Infinitely Losing My Edge
Yeah, I'm losing my edge.
I'm losing my edge.
The kids are coming up from behind.
I'm losing my edge.
I'm losing my edge to the kids from Nicaragua and from Mumbai.
But I was there.
I was there in 1979.
I was there at the first Second Layer show in South London.
I'm losing my edge.
I'm losing my edge to the kids whose footsteps I hear when they get on the decks.
I'm losing my edge to the internet seekers who can tell me every member of every good group from 1969 to 1975.
I'm losing my edge.
To all the kids in Manchester and Copenhagen.
I'm losing my edge to the art-school Accra kids in little jackets and borrowed nostalgia for the unremembered nineties.
I'm losing my edge.
I'm losing my edge.
I can hear the footsteps every night on the decks.
But I was there.
I was there in 1983 at the first Bronski Beat practice in a loft in Brixton.
I was working on the arpeggiator sounds with much patience.
I was there when David Bowie started up his first band.
I told him, "Don't do it that way.
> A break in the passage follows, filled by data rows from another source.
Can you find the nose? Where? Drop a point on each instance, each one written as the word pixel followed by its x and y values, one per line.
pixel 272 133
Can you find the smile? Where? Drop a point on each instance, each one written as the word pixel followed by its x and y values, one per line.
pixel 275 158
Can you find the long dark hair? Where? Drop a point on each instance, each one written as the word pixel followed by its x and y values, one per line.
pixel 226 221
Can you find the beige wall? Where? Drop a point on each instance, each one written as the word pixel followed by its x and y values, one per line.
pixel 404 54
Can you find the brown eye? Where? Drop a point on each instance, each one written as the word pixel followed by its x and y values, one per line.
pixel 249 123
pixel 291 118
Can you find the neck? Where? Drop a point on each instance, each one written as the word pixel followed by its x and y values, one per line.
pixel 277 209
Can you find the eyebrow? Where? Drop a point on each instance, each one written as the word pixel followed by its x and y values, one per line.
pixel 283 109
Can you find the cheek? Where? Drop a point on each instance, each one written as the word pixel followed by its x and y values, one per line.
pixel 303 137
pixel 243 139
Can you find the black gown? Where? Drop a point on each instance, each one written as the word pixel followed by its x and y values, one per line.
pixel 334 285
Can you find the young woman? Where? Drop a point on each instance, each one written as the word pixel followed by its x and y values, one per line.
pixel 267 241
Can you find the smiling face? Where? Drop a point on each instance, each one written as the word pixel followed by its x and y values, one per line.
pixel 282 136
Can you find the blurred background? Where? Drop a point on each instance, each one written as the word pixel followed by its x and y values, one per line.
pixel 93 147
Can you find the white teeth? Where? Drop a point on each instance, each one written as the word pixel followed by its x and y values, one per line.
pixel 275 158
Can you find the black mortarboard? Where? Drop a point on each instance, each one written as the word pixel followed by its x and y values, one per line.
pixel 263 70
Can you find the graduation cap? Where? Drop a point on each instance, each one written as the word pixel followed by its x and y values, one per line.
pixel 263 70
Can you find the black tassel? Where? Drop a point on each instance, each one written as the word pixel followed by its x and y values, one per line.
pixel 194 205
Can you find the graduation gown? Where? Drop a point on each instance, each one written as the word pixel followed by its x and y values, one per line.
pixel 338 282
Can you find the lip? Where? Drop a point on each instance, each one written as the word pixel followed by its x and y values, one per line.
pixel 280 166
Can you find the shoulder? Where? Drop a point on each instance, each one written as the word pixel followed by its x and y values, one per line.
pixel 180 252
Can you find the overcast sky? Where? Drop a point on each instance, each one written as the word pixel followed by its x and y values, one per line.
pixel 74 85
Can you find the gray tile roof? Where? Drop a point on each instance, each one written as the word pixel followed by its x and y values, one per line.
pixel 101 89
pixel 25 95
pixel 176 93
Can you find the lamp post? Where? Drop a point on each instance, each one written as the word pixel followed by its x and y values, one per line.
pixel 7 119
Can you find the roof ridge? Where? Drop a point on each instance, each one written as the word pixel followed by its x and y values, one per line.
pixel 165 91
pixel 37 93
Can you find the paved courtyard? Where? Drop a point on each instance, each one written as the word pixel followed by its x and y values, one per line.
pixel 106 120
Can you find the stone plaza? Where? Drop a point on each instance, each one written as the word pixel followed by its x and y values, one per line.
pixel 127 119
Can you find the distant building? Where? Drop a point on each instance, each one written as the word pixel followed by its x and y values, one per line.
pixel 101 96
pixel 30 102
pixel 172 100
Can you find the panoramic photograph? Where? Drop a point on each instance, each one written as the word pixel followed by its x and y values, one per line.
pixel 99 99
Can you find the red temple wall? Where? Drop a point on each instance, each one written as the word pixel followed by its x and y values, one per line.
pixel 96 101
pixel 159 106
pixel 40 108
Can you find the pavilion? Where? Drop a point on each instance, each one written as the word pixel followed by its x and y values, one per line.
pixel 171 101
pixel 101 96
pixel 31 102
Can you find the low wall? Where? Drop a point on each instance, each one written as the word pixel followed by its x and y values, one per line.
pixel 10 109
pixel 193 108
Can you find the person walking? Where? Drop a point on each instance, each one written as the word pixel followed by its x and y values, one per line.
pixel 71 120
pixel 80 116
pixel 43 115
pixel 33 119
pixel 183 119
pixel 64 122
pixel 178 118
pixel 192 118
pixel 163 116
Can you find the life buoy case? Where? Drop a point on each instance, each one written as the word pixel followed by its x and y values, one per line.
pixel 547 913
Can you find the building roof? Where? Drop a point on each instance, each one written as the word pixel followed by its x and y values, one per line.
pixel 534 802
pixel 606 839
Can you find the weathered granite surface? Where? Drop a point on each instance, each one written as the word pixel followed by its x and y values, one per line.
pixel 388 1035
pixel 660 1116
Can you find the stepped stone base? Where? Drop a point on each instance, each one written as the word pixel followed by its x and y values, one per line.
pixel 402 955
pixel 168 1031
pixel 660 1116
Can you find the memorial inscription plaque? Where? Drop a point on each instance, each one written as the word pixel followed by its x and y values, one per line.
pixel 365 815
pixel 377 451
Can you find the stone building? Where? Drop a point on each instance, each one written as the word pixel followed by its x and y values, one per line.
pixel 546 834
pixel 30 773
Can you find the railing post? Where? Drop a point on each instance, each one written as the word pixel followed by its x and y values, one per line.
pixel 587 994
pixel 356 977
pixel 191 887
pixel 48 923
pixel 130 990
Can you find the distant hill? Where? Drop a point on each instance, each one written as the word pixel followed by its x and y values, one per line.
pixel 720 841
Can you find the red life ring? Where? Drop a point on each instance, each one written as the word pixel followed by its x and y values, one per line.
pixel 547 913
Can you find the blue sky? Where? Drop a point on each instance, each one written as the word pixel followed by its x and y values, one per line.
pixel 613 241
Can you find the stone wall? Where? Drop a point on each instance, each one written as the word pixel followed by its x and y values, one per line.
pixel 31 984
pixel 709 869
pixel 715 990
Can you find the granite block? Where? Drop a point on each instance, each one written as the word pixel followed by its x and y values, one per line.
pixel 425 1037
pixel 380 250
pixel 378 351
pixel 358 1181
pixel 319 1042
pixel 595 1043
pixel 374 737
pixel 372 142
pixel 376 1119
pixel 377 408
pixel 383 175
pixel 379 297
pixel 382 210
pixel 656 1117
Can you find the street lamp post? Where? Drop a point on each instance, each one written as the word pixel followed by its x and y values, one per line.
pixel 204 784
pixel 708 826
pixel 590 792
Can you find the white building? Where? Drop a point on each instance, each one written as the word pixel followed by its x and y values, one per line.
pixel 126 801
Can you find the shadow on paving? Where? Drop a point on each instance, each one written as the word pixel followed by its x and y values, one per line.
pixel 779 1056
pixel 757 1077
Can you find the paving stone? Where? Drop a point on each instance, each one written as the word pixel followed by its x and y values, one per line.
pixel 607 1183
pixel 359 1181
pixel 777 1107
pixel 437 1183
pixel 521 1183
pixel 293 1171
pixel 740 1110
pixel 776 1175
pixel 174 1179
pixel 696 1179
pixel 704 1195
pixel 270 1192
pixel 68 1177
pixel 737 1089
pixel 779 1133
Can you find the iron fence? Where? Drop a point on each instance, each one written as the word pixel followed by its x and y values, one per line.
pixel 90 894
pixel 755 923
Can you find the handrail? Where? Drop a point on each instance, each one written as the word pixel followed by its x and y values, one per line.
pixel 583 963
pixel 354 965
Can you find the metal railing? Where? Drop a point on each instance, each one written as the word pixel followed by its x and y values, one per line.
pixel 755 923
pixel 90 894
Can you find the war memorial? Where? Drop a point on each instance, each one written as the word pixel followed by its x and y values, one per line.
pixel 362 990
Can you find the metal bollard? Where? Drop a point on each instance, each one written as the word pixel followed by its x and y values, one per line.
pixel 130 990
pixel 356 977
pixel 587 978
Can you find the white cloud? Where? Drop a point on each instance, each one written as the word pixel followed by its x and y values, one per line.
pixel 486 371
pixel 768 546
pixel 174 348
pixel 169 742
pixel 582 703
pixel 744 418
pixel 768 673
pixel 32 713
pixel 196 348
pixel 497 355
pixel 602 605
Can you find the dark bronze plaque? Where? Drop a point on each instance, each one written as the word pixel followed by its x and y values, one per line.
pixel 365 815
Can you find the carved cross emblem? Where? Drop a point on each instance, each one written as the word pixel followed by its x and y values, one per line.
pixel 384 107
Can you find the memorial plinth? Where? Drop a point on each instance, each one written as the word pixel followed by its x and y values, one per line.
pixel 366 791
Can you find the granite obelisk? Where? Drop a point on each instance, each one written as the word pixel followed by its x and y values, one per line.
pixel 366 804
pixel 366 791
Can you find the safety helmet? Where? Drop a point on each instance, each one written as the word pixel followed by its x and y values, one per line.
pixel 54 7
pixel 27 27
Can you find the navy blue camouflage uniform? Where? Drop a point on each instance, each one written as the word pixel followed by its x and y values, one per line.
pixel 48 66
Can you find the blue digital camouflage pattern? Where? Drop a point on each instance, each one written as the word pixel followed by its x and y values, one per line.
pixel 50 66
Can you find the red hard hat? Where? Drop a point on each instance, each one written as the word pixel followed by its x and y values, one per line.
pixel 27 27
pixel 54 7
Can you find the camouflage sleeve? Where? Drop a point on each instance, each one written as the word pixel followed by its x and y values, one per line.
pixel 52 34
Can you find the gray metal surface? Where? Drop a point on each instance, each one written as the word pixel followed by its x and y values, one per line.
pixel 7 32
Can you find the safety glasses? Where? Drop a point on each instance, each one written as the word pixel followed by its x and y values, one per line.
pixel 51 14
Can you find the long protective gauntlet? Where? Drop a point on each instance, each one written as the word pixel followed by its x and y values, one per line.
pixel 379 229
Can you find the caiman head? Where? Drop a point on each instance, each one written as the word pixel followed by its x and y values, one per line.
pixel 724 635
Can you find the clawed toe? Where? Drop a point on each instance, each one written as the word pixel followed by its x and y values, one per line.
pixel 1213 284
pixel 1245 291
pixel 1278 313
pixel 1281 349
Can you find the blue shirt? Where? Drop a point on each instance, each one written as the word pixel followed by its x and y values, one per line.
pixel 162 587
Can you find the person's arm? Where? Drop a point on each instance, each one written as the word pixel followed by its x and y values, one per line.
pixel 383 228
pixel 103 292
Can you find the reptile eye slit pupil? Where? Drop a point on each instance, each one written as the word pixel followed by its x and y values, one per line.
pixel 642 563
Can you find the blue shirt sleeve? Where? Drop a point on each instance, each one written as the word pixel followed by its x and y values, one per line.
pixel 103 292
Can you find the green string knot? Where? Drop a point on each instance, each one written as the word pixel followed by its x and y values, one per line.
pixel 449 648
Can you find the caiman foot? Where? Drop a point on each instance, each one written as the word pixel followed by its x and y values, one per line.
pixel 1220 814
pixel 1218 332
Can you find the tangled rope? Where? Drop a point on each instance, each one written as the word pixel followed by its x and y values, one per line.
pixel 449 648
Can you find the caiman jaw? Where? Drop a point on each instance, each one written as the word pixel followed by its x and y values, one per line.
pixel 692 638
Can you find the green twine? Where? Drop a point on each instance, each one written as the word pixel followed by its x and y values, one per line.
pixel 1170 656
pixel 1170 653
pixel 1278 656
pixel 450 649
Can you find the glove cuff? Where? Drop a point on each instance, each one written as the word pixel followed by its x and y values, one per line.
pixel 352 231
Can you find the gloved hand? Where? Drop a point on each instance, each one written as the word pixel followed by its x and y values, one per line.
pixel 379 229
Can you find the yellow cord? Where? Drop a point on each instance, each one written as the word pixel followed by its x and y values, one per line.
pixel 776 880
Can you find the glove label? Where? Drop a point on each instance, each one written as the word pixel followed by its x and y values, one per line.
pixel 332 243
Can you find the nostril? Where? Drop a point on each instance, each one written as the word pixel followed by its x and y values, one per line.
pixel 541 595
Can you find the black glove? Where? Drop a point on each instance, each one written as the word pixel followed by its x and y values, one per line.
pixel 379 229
You'll never make a dime."
I was there.
I was the first guy playing Sexual Harrassment to the grime kids.
I played it at the Hacienda.
Everybody thought I was crazy.
We all know.
I was there.
I was there.
I've never been wrong.
But I'm losing my edge to better-looking people with better ideas and more talent.
And they're actually really, really nice.
I'm losing my edge.
I heard you have a compilation of every good song ever done by anybody.
Every great song by The Martian. All the underground hits.
All Negative Approach tracks. I heard you have a vinyl of every Grandmaster Flash record on German import.
I heard that you have a white label of every seminal rap hit - 1985, '86, '87.
I heard that you have a CD compilation of every good '80s cut and another box set from the '70s.
I hear you're buying an organ and a synthesizer and are throwing your macbook out the window because you want to make something real. You want to make a The Mojo Men record.
I hear that you and your band have sold your linndrum and bought a theremin.
I hear that you and your band have sold your theremin and bought a linndrum.
I hear everybody that you know is more relevant than everybody that I know.
But have you seen my records?
Brass Construction,
Angels of Light & Akron/Family,
Wighnomy Brothers & Robag Wruhme,
Outsiders,
Vladislav Delay,
Black Sheep,
Radiohead,
Donald Byrd,
Sun Ra Arkestra,
The Pop Group,
DJ Sneak,
De La Soul & Jungle Brothers,
Vaughan Mason & Crew,
Ohio Players,
Larry & the Blue Notes,
London Community Gospel Choir,
Oblivians,
Ornette Coleman,
Warren Ellis,
Eden Ahbez,
Kayak,
The Leaves,
Bobbi Humphrey,
Quadrant,
Boogie Down Productions,
Intrusion,
Avey Tare's Slasher Flicks,
The Smiths,
Sarah Menescal,
Kings Of Tomorrow,
B.T. Express,
Kurtis Blow,
Monks,
Tres Demented,
John Holt,
World's Most,
Lalann,
L. Decosne,
Toni Rubio,
The Tremeloes,
DeepChord presents Echospace,
CMW,
Sällskapet,
Eli Mardock,
Rufus Thomas,
Rotary Connection,
Thee Headcoats,
Crispian St. Peters,
The Flesh Eaters,
Marine Girls,
Grey Daturas,
Pete Rock & C.L. Smooth,
ABBA,
Bootsy Collins,
Funkadelic,
Idris Muhammad,
Lightning Bolt,
Wolf Eyes,
Bronski Beat,
Super Lover Cee & Casanova Rud,
Little Man,
Camouflage,
Metal Thangz,
Tom Boy, Tom Boy, Tom Boy, Tom Boy.
You don't know what you really want.
You don't know what you really want.
You don't know what you really want.
You don't know what you really want.
You don't know what you really want.
You don't know what you really want.
You don't know what you really want.
You don't know what you really want.
You don't know what you really want.
You don't know what you really want.
You don't know what you really want.
You don't know what you really want.
You don't know what you really want.
You don't know what you really want.
You don't know what you really want.